Culture Secretary Oliver Dowden says "some paid touring" is possible in 17 of 27 EU member states as renewed campaigns for a bloc-level deal seek legal advice.
Ministers have made inaccurate and misleading claims about their ability to renegotiate a touring deal with the EU, as well as UK artists' ability to work in some member states, lawyers say.
New advice sought by the Incorporated Society of Musicians (ISM) challenges the Government's objections to a bloc-level deal for creative workers, saying a visa waiver agreement is both compatible with regaining control of the UK's borders and possible without renegotiating the post-Brexit Trade and Cooperation Agreement.
Culture Secretary Oliver Dowden responded briefly to the society's rebuttal at a recent DCMS Committee evidence session: "The Government has never said that we are required to fully reopen the treaty."
- Fury and disbelief over claims UK rejected visa-free touring
- UK has three months to save touring, sector warns
"What we have said is that we have recently concluded a substantial bilateral treaty with the EU and it was not likely, having just concluded that, that we could start a new treaty."
MPs criticised Dowden and his ministers for not yet striking any formal bilateral agreements four months after leaving the EU.
Dowden said the issue was "top of my in-tray" but defended the slow rate of progress since January.
"It's perfectly normal for international engagement to work like this."
A real deal
Campaigners frustrated by a lack of concrete action are once again pressuring the Government for a swift, unilateral solution.
A summit to take place Thursday (May 20) will urge the UK and EU "to get a deal done that supports real people, real lives and real jobs," lobby group and organiser Carry On Touring said.
Dowden said that "some paid touring" is possible sans visa in at least 17 of 27 EU nations, including France, Germany and The Netherlands.
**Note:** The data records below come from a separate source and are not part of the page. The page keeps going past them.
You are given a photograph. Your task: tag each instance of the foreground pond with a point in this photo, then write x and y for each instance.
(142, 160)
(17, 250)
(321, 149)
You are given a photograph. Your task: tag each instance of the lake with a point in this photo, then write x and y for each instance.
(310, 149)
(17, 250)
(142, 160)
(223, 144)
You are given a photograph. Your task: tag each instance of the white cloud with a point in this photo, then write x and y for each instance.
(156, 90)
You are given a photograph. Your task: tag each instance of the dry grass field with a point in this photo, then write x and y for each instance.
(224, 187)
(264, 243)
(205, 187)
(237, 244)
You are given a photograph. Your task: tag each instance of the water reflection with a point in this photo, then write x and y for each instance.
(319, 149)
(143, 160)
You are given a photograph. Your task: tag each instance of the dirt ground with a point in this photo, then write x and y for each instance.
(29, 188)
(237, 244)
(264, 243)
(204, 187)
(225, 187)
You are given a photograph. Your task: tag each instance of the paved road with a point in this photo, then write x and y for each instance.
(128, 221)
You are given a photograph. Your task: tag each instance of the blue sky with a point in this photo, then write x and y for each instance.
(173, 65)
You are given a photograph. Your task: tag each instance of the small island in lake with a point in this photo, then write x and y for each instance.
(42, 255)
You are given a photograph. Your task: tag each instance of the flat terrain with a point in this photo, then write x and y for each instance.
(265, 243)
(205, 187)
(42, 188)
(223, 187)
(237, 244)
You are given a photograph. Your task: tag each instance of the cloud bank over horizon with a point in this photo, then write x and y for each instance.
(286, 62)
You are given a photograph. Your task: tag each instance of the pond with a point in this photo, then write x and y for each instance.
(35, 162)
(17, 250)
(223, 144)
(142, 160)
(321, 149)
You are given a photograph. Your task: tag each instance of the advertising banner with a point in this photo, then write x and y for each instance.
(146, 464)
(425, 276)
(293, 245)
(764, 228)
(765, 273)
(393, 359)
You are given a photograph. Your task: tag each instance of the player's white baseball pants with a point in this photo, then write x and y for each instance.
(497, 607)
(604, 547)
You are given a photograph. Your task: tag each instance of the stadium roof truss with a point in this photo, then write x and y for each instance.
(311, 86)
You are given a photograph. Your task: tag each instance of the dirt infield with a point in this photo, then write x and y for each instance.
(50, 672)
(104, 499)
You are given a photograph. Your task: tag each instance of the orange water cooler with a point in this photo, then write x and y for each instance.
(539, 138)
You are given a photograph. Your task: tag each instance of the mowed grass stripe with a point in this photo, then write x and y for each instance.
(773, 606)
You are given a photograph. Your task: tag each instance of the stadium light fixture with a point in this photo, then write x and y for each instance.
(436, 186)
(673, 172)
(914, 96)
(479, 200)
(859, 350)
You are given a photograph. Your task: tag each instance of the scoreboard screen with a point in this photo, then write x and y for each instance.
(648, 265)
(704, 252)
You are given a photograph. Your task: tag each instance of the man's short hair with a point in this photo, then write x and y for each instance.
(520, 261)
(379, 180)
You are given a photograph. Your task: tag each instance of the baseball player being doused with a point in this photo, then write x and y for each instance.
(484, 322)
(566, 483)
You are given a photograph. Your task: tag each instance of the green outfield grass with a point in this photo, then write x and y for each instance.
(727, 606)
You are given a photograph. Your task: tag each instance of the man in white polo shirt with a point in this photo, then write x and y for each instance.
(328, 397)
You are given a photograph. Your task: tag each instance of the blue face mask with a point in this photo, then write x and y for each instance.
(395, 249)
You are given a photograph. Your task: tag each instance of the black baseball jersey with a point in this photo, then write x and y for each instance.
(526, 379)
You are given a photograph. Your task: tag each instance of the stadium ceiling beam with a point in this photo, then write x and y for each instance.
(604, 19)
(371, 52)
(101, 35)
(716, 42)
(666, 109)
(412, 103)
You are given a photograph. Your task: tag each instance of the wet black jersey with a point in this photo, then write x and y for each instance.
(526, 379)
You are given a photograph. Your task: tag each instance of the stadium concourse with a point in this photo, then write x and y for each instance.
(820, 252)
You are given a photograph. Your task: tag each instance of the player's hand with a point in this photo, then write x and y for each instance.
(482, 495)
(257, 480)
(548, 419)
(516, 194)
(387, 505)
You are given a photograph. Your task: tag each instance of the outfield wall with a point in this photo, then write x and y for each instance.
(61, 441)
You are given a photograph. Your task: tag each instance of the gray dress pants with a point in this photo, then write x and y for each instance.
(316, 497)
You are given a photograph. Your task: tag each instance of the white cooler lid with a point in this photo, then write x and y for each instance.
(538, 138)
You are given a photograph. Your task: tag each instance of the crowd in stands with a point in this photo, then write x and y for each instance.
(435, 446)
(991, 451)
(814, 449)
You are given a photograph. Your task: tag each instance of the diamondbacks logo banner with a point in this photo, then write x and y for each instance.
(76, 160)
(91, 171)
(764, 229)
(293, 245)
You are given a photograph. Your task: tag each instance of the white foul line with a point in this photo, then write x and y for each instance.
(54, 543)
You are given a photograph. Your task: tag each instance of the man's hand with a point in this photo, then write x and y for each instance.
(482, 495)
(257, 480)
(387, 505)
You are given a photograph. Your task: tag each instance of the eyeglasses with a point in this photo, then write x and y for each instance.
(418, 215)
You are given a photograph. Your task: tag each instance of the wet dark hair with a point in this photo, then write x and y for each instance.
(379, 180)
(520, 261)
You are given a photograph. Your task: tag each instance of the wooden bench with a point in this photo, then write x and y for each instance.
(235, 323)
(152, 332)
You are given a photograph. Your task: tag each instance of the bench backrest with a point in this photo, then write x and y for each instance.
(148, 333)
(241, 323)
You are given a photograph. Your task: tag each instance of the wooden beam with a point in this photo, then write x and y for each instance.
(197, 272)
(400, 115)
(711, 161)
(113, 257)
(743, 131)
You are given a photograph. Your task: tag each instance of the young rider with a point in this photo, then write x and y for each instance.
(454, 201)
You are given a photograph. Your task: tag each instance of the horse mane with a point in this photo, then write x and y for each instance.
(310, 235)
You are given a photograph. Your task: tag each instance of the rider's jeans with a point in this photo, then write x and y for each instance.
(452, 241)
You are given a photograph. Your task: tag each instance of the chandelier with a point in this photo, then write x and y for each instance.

"That's a much more positive picture than we previously believed to be the case... I would suspect most touring will be able to proceed as happened recently, and those are significant markets."
But he acknowledged more "friction" in other countries such as Portugal, which requires criminal record checks on performers, and Spain, where performance permits can cost €600 per person.
"We have engaged with every EU member state and off the back of that we have a much clearer picture of the restrictions."
Carry On Touring called Dowden's comments "misleading".
Varying work permit requirements across the 17 visa-free affect how long artists can stay there - anywhere from seven days to three months.
"The government must recognise the highly difficult landscape we have to navigate, even within those countries with some allowance."
While ISM is pushing for a short agreement or declaration to be added to the post-Brexit trade deal, Dowden said "a supplementary treaty is still a new treaty".
The deal does not preclude other agreements between the UK and EU, legal advice sought by ISM says, despite Culture Minister Caroline Dinenage asserting in March that "a bespoke visa waiver agreement would require the Trade and Cooperation agreement to be renegotiated".
The legal opinion also contradicted Dinenage's claims that a bloc-wide visa waiver agreement would not cover work permits (it could), not be binding on EU member states (it would be if ratified) and only cover a very small number of "ad-hoc" paid activities (an agreement could clarify that definition).
ISM Chief Executive Deborah Annetts said "major flaws" in the Government's reasoning had been exposed.
"Despite what MPs have been told by ministers... it's entirely possible for the Government to create an agreement that would be compatible with their manifesto pledge, be legally binding and benefit specific professions without requiring a renegotiation of the Brexit deal.
"With the music sector now looking beyond coronavirus, it is still virtually impossible for many creative professionals to work in Europe on a short term or freelance basis."
Recent surveys by ISM indicate a third of its members spend more than a month per year in the EU for work, while 44% earn up to half of their income in Europe.
94% of musicians and tour operators surveyed said they had been negatively affected by the post-Brexit trade deal.
Dowden is expected to write to the DCMS Committee in response to these points soon.